Deutsche Bank Chairman Says Size Matters Amid Merger Talks

(Bloomberg) -- For Paul Achleitner, a bigger bank is a better one.

The chairman of Deutsche Bank AG’s supervisory board should know. He’s the most senior official at Germany’s largest bank, which is now figuring out whether or not to merge with rival Commerzbank AG to form what some think could be a Germany ‘national champion.’

The problem for European banks is “perhaps not ‘too big to fail’ but ‘too small to scale’,” Achleitner said at a conference in Vaduz, Liechtenstein on Wednesday, adding that in the finance industry “size matters.” He declined to comment on the merger specifically, saying that it will update investors on the deal by the time it reports first quarter results.

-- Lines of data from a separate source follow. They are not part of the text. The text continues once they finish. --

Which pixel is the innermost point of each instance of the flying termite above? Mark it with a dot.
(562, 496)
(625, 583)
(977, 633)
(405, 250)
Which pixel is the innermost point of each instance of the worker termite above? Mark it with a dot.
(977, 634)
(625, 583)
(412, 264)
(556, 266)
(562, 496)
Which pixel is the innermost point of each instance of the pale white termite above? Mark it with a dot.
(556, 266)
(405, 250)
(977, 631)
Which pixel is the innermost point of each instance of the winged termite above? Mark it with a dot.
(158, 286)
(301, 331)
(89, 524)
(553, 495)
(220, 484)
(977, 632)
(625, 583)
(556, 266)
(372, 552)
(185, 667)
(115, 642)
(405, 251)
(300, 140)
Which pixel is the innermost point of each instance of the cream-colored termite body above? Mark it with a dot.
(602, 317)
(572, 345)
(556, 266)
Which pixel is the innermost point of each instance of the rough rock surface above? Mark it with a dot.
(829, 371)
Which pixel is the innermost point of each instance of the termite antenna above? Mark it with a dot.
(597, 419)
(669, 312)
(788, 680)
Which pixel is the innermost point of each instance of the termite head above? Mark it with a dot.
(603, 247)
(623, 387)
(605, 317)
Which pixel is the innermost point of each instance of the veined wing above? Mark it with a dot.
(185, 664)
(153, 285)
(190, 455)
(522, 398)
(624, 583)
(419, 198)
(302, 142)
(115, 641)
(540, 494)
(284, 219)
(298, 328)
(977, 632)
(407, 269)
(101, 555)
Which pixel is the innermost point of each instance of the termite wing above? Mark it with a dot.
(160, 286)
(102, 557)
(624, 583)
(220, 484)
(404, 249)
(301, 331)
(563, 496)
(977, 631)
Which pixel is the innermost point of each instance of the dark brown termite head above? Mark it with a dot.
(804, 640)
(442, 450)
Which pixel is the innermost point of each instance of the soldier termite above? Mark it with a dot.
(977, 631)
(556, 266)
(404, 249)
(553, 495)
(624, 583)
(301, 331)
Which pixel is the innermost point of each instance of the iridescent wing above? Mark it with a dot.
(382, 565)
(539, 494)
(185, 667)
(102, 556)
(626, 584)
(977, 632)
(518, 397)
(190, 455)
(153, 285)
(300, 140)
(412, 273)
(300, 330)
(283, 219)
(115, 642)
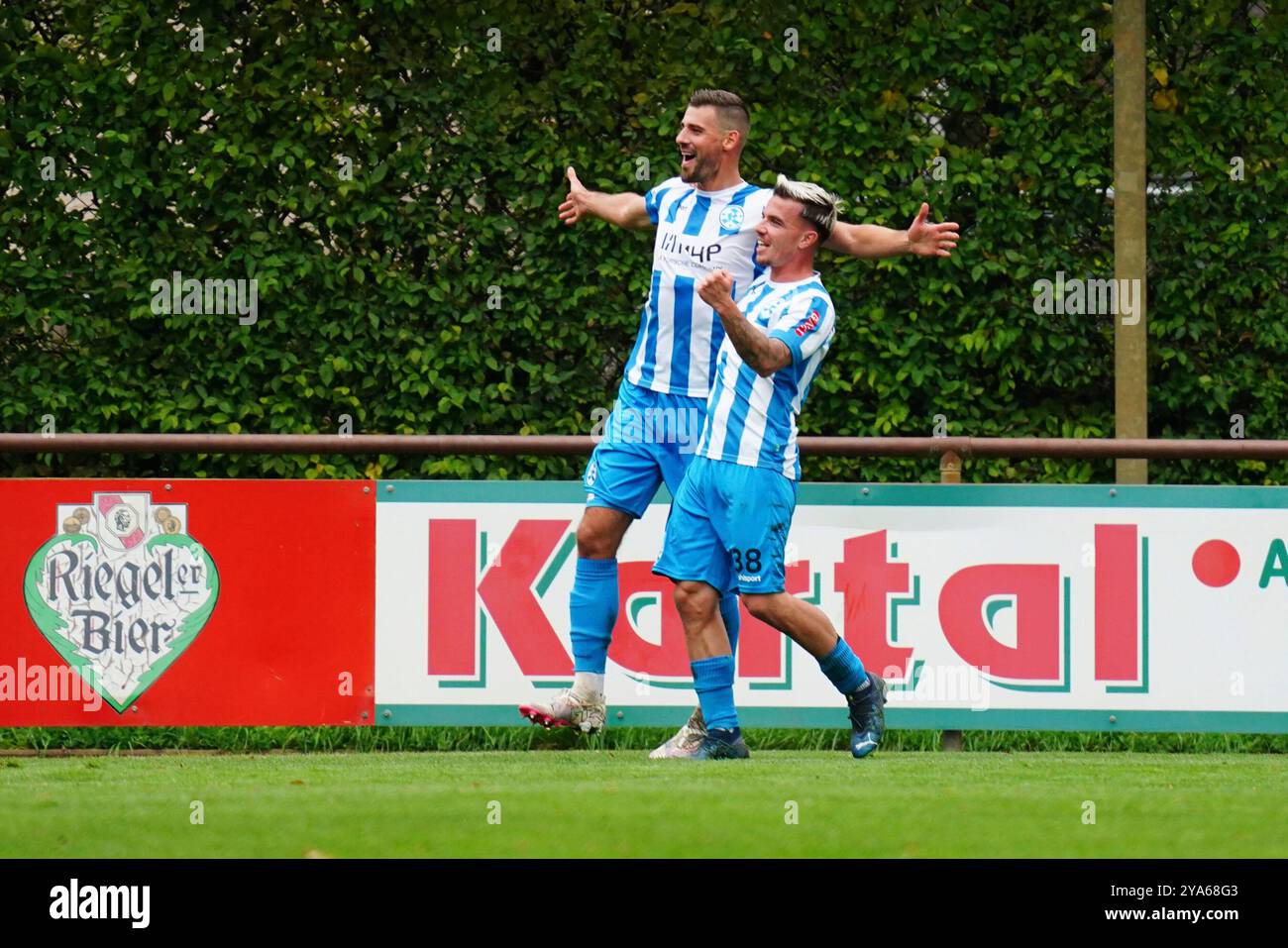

Germany’s largest lender has been in formal talks about a tie-up with the country’s second-biggest bank for the past ten days. The talks are focused on areas including cost cuts and where to make them, balance sheet risks and job losses, people familiar have said.

“We will have to see if Deutsche Bank can contribute to consolidation in banking,” Achleitner said on Wednesday.

The prospect of a merger between the two banks, which failed for years to achieve acceptable levels of profitability, is dividing opinion. Proponents say that cost cutting and the increased scale of a combined bank could help overcome the problem. Critics point to massive execution risks and say that the banks’ weakened state means they’re unfit to go through yet another large-scale restructuring.

Funding Costs

Reduced funding costs for Deutsche Bank could be another benefit as the new entity would have a larger pool of bank deposits that it could use to fund its other activities, according to analysts. The elevated price the lender needs to pay investors to buy its bonds as well as the risk of a downgrade of its credit rating to sub-investment grade are particular sources of concern for Achleitner, people familiar with the matter have said.

The German Finance Ministry is widely seen as a driving force behind the deal to create a more stable bank that can continue to provide credit to the country’s export sector in a potential downturn. But Achleitner said in Liechtenstein that Finance Minister Olaf Scholz never applied pressure “in any way or form” on him or Deutsche Bank’s management board.

Achleitner has been chairman of Deutsche Bank for almost seven years and the lender’s stock price has declined almost 70 percent over that period. Critics of his tenure say he’s at least partly responsible for the bank’s several botched turnaround efforts. Achleitner’s response has been that it’s the duty of the management board -- and not of the supervisory board -- to set the company’s strategy.

The banks’ management boards will make the decision whether or not to go ahead with the merger though the supervisory board will “assist” them, Achleitner said.

As chairman, one of Achleitner’s responsibility is to liaise with the bank’s shareholders. The biggest of them, several members of the Qatari royal family, are wary of the merger with Commerzbank while the fourth biggest, the private equity firm Cerberus, is in favor, people familiar with the matter have said.